Review of Guy

Guy (1996)
9/10
Oh, the Humanity...
25 April 2004
I simply cannot get enough of D'Onofrio. I have seen him in some clunker films; I've seen him in roles where I walked away thinking, `What the Hell was I thinking?!'.or more to the point, `What the Hell was he thinking?!?'

This is NOT one of those films.nor is this one of those roles. I brought this movie home expecting a sort of attempt at Warhol-meets-Fellini-esque fair. Boy, was I off base. This is an immensely deep and oft-as-not deeply painful character study that forces the at-home voyeur to look inside the darker shadows of his or her own soul at times, to look at the most vulnerable - and thus, well-hidden - facets of our humanness, but it's of its own vein entirely. This film is character-driven, and it strives neither to idealize nor to indemnify either primary character (or their motivations) at all, just to illuminate them. It explores the things that make us tick, in the post-modern reality TV-driven, voyeuristic society we have created. The beauty is, it creates fictional characters who are far more real, touchable, enviable, pitiable and personal than any single seasonal product presented for our viewing enjoyment since the boon of this frenzy. I think this film is pretty Avant Garde in that it explored this phenomenon before it became the huge cash cow that it now is: pre- Survivor, Bachelor/Bachelorette et.al., ad nauseum...

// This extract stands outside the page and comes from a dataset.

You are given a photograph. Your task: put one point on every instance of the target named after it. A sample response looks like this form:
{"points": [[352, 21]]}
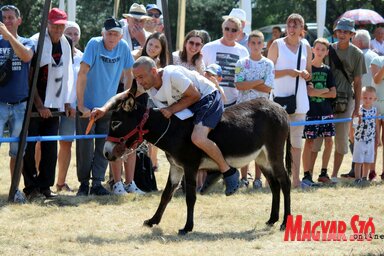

On the surface, this film is.well, it's pretty shallow. But the character interpretation and execution brings a depth to the movie that makes it very much worth exploring. It's about fear and desperation and shame. It's also about judgment. It's about how the choices we make to let people into our lives affect us far more personally than we sometimes like to think. And for that matter, how personal the very act of choosing to let someone in really is.

Camera, played by Hope Davis, is a guerilla filmmaker who quietly charges into her latest subject, Guy's, life one morning as he walks onto the street. He first expects he's the subject of a Candid Camera prank, then of a stalker, and finally a mere object. Camera follows his every move, refusing to reveal her name, why she's filming him; but she also refuses to stop filming. Guy's life falls far short of idyllic anyway: he's holding onto his job, his girlfriend and even his home by a thread. Camera's arrival and subsequent pursuit sees to the effective dissolution of the things that sustain in his life, but he becomes obsessed nonetheless with the appeal of being watched. Camera vacillates between manipulation of his feelings and becoming an unsuspecting victim to her own.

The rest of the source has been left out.